Friday, 28 November 2008

Why Salmond Isn't too Worried About FMQs

Iain Gray would be on much firmer ground when asking questions of Alex Salmond, if he had some policies of his own.

So when he had a go yesterday over the LIT, and took great pleasure in outlining who evidently opposed it, he really didn’t touch on the facts that:

Iain doesn’t like the Council Tax either and has promised to ‘amend’ it.

He hasn’t yet come up with what he’s going to do to make it fairer and more equitable.

He, by his own admission, ‘tore up’ the Labour manifesto when he was elected leader a couple of months ago, and as yet has come up with ….. well, virtually nothing, really.

So, it’s bellyaching and grandstanding from Iain, aligned with an inability to listen to answers to his occasionally coherent questions.

For example, last week Nicola Sturgeon indicated that she was not opposed to a public enquiry over the C difficile outbreak at Vale of Leven Hospital.

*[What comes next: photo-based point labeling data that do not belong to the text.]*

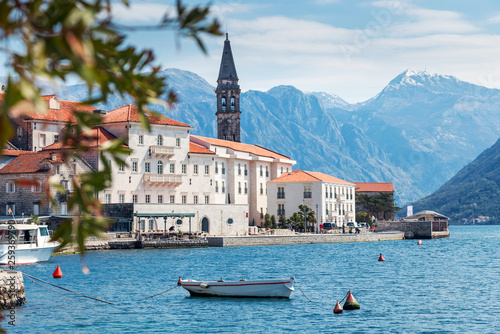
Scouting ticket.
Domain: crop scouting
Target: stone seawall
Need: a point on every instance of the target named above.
(302, 239)
(11, 290)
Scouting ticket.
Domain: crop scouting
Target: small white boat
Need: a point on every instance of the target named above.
(25, 244)
(277, 288)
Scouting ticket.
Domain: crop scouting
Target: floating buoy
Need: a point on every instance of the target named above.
(350, 302)
(338, 309)
(57, 273)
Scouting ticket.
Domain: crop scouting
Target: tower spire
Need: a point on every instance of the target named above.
(228, 97)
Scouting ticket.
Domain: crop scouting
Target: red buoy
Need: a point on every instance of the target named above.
(350, 302)
(57, 273)
(338, 309)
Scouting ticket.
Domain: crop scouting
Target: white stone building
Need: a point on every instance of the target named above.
(331, 198)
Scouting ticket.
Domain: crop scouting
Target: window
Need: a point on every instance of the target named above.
(36, 187)
(11, 187)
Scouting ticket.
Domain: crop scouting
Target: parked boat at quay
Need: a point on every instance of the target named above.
(31, 244)
(277, 288)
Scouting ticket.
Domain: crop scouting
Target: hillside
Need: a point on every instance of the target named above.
(473, 192)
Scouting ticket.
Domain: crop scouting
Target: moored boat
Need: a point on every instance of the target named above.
(25, 244)
(275, 288)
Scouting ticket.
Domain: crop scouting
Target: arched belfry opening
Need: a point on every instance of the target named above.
(228, 97)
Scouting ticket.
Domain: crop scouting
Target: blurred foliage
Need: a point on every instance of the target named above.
(62, 39)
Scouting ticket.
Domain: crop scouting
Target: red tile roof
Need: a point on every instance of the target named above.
(28, 163)
(96, 138)
(197, 148)
(254, 149)
(303, 176)
(129, 113)
(374, 187)
(64, 114)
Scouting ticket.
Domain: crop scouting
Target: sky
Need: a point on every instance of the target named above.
(349, 48)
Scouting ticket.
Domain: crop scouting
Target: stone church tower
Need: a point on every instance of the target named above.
(228, 97)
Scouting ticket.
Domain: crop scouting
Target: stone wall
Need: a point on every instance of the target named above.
(302, 239)
(11, 290)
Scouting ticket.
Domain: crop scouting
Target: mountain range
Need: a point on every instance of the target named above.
(417, 132)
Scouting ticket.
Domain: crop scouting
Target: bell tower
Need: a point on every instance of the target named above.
(228, 97)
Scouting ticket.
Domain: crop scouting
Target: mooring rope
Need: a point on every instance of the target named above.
(68, 290)
(159, 293)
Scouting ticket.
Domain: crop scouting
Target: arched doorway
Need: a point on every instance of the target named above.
(204, 225)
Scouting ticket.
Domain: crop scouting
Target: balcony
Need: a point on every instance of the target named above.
(163, 179)
(161, 151)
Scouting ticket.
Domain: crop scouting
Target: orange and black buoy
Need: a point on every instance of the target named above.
(350, 302)
(338, 309)
(57, 273)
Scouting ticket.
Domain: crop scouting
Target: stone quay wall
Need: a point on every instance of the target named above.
(11, 290)
(268, 240)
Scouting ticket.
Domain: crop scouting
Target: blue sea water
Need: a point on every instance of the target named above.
(443, 286)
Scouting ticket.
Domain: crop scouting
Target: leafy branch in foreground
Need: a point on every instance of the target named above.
(60, 39)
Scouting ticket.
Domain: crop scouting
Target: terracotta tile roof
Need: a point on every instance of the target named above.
(64, 114)
(303, 176)
(96, 138)
(28, 163)
(374, 187)
(14, 153)
(197, 148)
(129, 113)
(254, 149)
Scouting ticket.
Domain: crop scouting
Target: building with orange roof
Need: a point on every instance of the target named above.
(331, 198)
(25, 183)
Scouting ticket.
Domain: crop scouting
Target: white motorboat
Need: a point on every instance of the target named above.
(25, 244)
(276, 288)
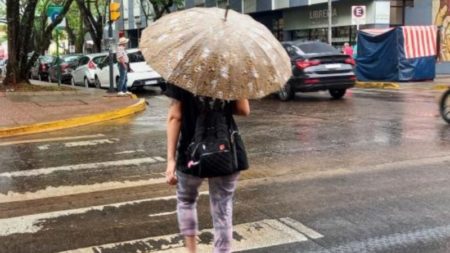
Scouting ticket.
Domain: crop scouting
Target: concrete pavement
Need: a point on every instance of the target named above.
(33, 112)
(441, 82)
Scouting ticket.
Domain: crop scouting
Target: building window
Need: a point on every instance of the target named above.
(398, 11)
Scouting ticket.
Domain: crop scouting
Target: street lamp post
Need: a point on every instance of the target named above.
(111, 62)
(330, 19)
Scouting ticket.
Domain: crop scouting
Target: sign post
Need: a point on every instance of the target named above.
(358, 15)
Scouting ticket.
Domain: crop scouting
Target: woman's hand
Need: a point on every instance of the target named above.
(171, 176)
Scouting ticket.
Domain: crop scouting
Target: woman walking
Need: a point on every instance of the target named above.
(181, 121)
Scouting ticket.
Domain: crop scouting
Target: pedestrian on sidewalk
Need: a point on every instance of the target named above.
(123, 64)
(181, 123)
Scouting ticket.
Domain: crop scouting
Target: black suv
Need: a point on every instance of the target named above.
(317, 66)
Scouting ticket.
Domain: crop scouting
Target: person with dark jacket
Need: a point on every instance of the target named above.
(180, 130)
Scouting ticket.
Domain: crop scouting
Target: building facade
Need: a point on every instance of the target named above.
(308, 19)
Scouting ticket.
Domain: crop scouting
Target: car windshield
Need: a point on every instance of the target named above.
(316, 48)
(46, 59)
(99, 59)
(136, 57)
(70, 59)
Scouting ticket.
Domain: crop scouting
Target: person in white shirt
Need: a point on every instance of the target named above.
(122, 61)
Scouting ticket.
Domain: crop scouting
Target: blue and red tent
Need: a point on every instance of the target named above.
(405, 53)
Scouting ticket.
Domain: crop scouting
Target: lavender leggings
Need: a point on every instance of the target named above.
(221, 190)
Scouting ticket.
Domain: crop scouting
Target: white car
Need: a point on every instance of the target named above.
(140, 73)
(87, 70)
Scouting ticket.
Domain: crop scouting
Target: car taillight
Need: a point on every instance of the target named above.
(311, 81)
(303, 64)
(91, 65)
(350, 60)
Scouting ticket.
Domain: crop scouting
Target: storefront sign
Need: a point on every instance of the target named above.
(358, 14)
(320, 14)
(382, 13)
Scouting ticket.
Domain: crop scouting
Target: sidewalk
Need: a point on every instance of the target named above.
(34, 112)
(441, 82)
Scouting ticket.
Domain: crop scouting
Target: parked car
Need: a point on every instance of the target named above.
(86, 72)
(140, 73)
(68, 64)
(317, 66)
(39, 70)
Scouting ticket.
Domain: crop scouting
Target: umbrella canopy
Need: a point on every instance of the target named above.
(201, 51)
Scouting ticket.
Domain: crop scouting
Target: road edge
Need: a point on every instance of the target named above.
(73, 122)
(377, 85)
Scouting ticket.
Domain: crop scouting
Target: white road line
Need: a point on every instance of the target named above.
(129, 152)
(34, 223)
(249, 236)
(45, 171)
(160, 159)
(44, 147)
(51, 139)
(162, 214)
(90, 143)
(59, 191)
(301, 228)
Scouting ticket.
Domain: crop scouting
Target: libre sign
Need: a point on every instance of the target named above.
(358, 14)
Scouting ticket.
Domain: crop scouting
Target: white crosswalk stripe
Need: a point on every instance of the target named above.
(98, 165)
(253, 235)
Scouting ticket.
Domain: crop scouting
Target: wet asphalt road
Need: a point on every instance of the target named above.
(369, 173)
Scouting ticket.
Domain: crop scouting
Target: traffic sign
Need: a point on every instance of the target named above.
(358, 14)
(53, 10)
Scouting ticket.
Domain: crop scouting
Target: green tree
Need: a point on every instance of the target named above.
(160, 7)
(94, 13)
(22, 31)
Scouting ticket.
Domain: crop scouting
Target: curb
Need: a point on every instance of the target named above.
(441, 87)
(73, 122)
(377, 85)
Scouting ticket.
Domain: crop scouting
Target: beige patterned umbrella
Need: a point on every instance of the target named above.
(201, 51)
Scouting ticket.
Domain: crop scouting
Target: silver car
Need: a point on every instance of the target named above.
(87, 70)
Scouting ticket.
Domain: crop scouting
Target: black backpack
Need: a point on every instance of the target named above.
(216, 148)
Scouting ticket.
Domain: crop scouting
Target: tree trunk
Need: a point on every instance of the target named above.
(20, 33)
(80, 39)
(12, 14)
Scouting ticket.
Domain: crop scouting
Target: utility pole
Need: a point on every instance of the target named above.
(330, 22)
(111, 62)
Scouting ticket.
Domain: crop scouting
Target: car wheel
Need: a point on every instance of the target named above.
(337, 93)
(286, 93)
(444, 106)
(163, 87)
(98, 85)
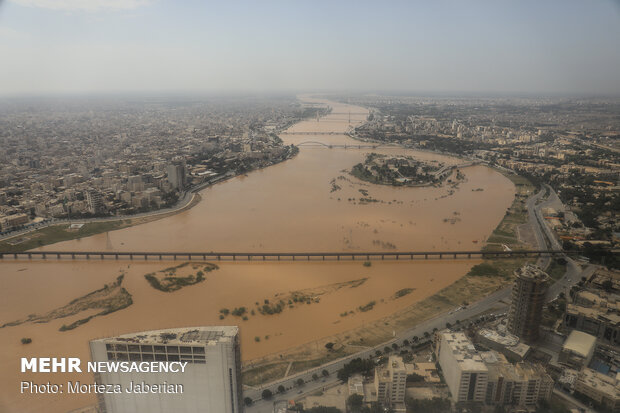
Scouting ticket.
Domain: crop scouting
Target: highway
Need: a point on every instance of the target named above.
(496, 303)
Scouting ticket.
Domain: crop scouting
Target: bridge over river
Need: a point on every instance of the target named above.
(344, 146)
(279, 256)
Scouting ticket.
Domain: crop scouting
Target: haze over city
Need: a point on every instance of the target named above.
(70, 46)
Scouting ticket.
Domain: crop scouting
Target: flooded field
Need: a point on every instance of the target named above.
(309, 203)
(295, 206)
(334, 289)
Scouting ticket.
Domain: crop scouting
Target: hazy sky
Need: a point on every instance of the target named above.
(562, 46)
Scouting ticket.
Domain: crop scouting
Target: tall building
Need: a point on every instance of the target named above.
(463, 368)
(211, 382)
(390, 383)
(176, 176)
(528, 296)
(94, 202)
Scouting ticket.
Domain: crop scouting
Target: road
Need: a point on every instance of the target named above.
(182, 203)
(496, 303)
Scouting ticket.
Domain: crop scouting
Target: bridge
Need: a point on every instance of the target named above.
(312, 133)
(340, 146)
(279, 256)
(449, 168)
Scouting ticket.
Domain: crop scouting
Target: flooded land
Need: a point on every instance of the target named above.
(308, 203)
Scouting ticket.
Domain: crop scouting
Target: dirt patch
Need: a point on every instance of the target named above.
(110, 298)
(174, 278)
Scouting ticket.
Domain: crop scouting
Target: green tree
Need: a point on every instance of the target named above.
(355, 402)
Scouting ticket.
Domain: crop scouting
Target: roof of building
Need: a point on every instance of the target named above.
(464, 352)
(580, 343)
(189, 335)
(600, 382)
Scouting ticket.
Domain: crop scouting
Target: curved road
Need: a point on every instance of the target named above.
(497, 302)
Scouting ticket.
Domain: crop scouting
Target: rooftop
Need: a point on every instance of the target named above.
(464, 352)
(531, 272)
(580, 343)
(189, 335)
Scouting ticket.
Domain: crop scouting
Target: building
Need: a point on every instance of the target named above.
(13, 221)
(528, 296)
(504, 342)
(597, 313)
(176, 176)
(600, 388)
(390, 383)
(578, 349)
(522, 385)
(94, 202)
(463, 368)
(211, 381)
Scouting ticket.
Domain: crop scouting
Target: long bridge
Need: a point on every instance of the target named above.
(341, 146)
(278, 256)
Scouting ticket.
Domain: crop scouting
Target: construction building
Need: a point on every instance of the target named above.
(528, 297)
(463, 369)
(390, 384)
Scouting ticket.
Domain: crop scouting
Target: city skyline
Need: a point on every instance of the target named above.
(441, 47)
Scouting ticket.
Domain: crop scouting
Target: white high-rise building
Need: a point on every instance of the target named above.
(464, 370)
(390, 383)
(210, 383)
(176, 176)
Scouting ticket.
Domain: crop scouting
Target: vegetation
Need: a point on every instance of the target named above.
(112, 297)
(168, 281)
(434, 405)
(323, 409)
(367, 307)
(355, 402)
(58, 233)
(358, 365)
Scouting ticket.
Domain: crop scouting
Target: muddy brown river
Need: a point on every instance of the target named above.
(287, 207)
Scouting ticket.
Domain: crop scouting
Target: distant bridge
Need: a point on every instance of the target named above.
(341, 146)
(449, 168)
(280, 256)
(312, 133)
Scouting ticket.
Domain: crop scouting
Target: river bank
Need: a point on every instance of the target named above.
(287, 207)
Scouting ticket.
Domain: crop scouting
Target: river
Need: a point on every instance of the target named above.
(286, 207)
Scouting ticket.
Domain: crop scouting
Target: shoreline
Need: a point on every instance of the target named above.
(115, 223)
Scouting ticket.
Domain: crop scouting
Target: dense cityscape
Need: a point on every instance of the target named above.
(309, 206)
(104, 157)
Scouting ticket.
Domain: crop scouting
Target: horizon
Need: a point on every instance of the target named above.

And Iain then promptly demanded her resignation for opposing a public enquiry (at about the same time as his local CLP was suspended by Labour’s NEC), which she had specifically not said.


Remarkable.


Iain’s already demonstrated a remarkable ability to interpret facts to suit his own agenda, and I suppose we shouldn’t be too surprised by this level of malleability in his thought processes.


But maybe he’d not be in the process of being subsumed by Skeletor (Mr Murphy) in the public eye, if he actually got up and demonstrated some ability to think independently.


As it is, he’s definitely not the guy or gal that most people think of when the phrase ‘leader of Scottish Labour’ comes to mind.

It’s a pity (no, this isn’t schadenfreude), because Iain is an affable and reasonable bloke (pretty much like myself of course), but why can’t he start taking the ‘positive’ pills?